Agnus Dei, vers 1635

Désormais ils sont devenus des objets de fascination chargés de silence. L’écrivain néerlandais Cees Nooteboom les admire. Cet homme du Nord a sillonné l’Espagne pour les contempler. Il les a évoqués dans son livre le Labyrinthe du pèlerin. Il y revient dans la préface d’une monographie consacrée au contemporain de Velázquez, qui lui échappe et lui échappera toujours. Il nous invite, écrit-il, à « un voyage dans le temps vers l’altérité absolue ». Certes, on peut se raccrocher aux « détails » que sont les magnifiques plis et drapés de tissus, que Zurbarán excelle à représenter, aux contrastes des tons, aux objets des natures mortes (« bodegone »), aux boucles du lainage de l’agneau de Dieu, si bien rendues qu’on a l’impression de les toucher.
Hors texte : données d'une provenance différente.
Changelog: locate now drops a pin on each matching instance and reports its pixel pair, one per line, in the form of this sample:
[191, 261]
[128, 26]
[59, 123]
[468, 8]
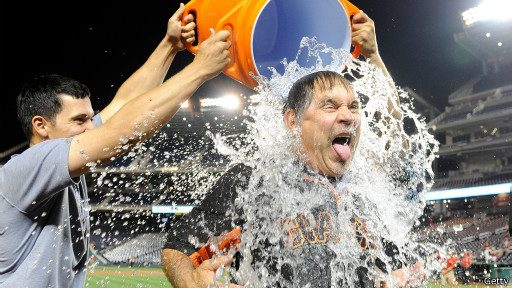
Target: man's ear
[289, 119]
[40, 126]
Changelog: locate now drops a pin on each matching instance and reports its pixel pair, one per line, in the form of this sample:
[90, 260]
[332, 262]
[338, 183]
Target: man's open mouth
[342, 140]
[341, 146]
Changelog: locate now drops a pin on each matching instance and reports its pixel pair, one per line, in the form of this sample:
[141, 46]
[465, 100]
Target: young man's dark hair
[40, 97]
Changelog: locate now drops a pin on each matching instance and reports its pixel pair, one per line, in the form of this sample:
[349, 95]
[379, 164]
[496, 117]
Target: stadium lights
[488, 10]
[469, 192]
[255, 98]
[185, 104]
[229, 102]
[171, 209]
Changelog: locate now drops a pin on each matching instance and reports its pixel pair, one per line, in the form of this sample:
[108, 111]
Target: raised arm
[181, 272]
[152, 73]
[363, 35]
[142, 116]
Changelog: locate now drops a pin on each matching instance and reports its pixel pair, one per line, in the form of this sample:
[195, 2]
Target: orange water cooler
[264, 32]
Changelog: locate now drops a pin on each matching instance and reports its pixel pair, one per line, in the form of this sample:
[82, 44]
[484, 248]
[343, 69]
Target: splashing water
[381, 196]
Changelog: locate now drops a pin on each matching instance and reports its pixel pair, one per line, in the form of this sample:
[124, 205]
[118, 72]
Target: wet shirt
[44, 227]
[305, 235]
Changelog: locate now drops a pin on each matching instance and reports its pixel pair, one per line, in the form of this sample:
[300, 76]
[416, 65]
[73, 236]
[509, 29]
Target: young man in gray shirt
[44, 228]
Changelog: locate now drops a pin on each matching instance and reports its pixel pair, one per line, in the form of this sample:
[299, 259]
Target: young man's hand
[180, 35]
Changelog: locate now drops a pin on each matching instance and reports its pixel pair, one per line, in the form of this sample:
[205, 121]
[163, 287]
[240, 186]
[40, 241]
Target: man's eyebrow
[82, 115]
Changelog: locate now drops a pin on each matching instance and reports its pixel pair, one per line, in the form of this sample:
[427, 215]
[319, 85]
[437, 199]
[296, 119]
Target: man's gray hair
[301, 93]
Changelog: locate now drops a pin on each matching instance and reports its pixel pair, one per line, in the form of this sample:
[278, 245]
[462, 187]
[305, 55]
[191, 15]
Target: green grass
[117, 278]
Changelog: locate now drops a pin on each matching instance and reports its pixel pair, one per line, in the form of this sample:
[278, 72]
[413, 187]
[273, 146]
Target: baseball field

Mais la foi intérieure des saints ? Nooteboom n’arrive pas à la déchiffrer. Son impuissance, notre impuissance, est en fait une question de trop-plein. « Qu’ont-ils donc, ces visages que je ne puis traduire en mots ? Peut-être est-ce plutôt quelque chose qu’ils n’ont pas. Cette pensée me vient en considérant le portrait de Frère Jeronimo Perez (…). Son regard est direct. Il nous fixe, mais avec des yeux qui n’ont jamais vu la télévision ou l’internet. Sont-ce pour cela d’autres yeux que les nôtres ? On ne pourra naturellement jamais le prouver, mais l’homme qui les a peints avait les mêmes yeux. Jusqu’à quel point ces choses-là sont-elles essentielles ? L’absence d’automobiles, d’avions, face à l’omniprésence, dans leur monde, de Dieu. » Faites l’expérience, ouvrez ce livre à n’importe quelle page et regardez l’indescriptible. Touchez ses saints que vous ne savez plus voir !

Saint François méditant, 1639

  • Zurbarán, Œuvres choisies 1625-1664, introduction de Cees Nooteboom, éd. Hazan, 2011.